Take a photo of a barcode or cover
dngoldman 's review for:
Short Letter, Long Farewell
by Peter Handke
dark
emotional
tense
medium-paced
Sometimes it takes an outsider. I thought of Alexis de Tocqueville's "Democracy in America" often while reading Peter Handke’s 70s noir masterpiece, "Short Letter, Long Farewell." There is a certain perspective that a foreigner who immerses themselves in another culture can offer, one that is hard to see from within. De Tocqueville is the classic example. His description of a young America—teeming with vibrancy and debate, but always flirting with the tyranny of the majority—made many factual mistakes but yet rings true. Much the same can be said of Austrian writer Peter Handke.
Handke places his unnamed protagonist in America’s heartland—Boston—when he receives the title’s “short letter” from his ex-wife: “I am in NY. Please don’t look for me. It would not be nice for you to find me.” Thus starts the unnamed character's search for his ex-wife across America, in a journey that explores the American psyche, ending in a conversation with the most American of directors, John Ford. But, as Elizabeth C. Bachner says in her Medium post, Handke’s “book is about exactly what it is not about, about exactly what he has deliberately, almost pathologically, left out.” T
The main character is either pursuing or trying to avoid his wife. Is he doing so because he thinks his violent nature will spill over, or is he afraid of hers? These are the mysteries that surround the “long farewell” part of the title. Handke takes a simple premise and embraces the noir style, but avoiding all of the standard plot twists. There is no chase scene, no actual violence, no detective work. The central mystery is not so much about what happens, but what is motivating the characters and the underlying nature of the society we live in.
The author paints a picture of America that is teeming with energy yet also has an undercurrent of violence that feels like it will boil over. America is a place focused on action. “For us, they [Presidents] have any biography their trade marks for what they did or what was done in their day.” Because there is no class, Americans “don't want to see roles, they want action; as they see it, a role isn't an adventure because in our country, everyone can play a role.” It is Ford that gets the last word as the weaver of stories, even if he doesn’t say anything new. Set off against current times, we can see how much we’ve lost what was once an essential American trait—“one of the reasons we don't think of our presidents as heroes is that they were elected by us and we never had to approach them with fear and trembling. Our heroes are our early settlers and pioneers, men in their own right who had adventures.”

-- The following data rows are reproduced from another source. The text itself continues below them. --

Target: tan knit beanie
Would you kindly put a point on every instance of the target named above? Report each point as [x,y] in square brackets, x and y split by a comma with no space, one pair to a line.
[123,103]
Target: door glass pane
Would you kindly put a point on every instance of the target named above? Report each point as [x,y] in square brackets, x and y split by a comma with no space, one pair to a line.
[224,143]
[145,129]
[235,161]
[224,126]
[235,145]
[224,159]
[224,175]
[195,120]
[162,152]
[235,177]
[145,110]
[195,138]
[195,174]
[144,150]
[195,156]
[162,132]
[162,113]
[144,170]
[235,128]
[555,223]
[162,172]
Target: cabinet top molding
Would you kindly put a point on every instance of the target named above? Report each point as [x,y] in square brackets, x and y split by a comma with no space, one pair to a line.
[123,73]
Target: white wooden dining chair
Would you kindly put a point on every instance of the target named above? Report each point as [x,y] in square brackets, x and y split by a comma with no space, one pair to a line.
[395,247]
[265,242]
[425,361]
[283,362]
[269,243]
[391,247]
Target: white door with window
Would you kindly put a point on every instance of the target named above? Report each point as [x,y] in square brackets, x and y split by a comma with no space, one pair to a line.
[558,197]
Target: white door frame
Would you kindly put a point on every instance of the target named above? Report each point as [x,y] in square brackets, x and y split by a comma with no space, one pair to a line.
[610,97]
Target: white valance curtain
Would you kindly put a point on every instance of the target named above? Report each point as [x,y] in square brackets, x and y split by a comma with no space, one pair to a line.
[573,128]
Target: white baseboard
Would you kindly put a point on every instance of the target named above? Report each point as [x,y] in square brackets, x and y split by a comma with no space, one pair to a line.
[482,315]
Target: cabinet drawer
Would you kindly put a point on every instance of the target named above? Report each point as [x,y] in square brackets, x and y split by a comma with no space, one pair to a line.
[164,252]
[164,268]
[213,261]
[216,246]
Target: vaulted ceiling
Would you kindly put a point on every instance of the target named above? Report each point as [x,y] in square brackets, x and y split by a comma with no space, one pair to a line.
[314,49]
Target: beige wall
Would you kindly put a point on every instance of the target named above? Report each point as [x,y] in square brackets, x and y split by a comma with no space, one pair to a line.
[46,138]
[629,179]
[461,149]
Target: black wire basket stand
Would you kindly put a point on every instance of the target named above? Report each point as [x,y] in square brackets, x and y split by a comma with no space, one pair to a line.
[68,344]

The characters in "Short Letter, Long Farewell" similarly need to tell stories. They are searching, but for what is unclear. “It occurred to me that for a long time my own vision of the world around me had been twisted when I tried to describe something. I never knew what it looked like. I remembered only its anomalies and if there weren't any, I made them up.” The main character constantly questions time and moves in and out of dreams. His memories “were there, but every time I came near it, my brain shrunk back.” They are rootless: “I had to set myself up in someone's place. Where was I to go? I was superfluous. I had crept into something and now I stood there unmasked.” In this rootlessness, violence is always just beneath the surface. “My impatience grew so great that I could have murdered someone in my exasperation. The intermittent disembodied calm that came over me felt like the calm of a murder.” Yet, despite both the husband and wife seeming like they would murder each other, they meet without incident and separate after the epic John Ford conversation. And unlike most noir, there is actually no violence in the novel. While there is darkness, that’s not the only mood. “I was not so much to make something out of nothing or change one thing into another as to enchant myself… Today I interpret that feeling not as a desire to vanish from the face of the earth, but as joyful anticipation of a future when I would cease to be the person I was at the moment. It’s very much the same now when every day I tell myself that I’m one more day older and it must show. It’s got so I really want the time to pass and make me older.”
"Short Letter, Long Farewell" plumbs the inner psyche of its characters and the country they travel through. It’s a spare novel that often feels like a dream but is also filled with concrete details that the characters use to root themselves in reality.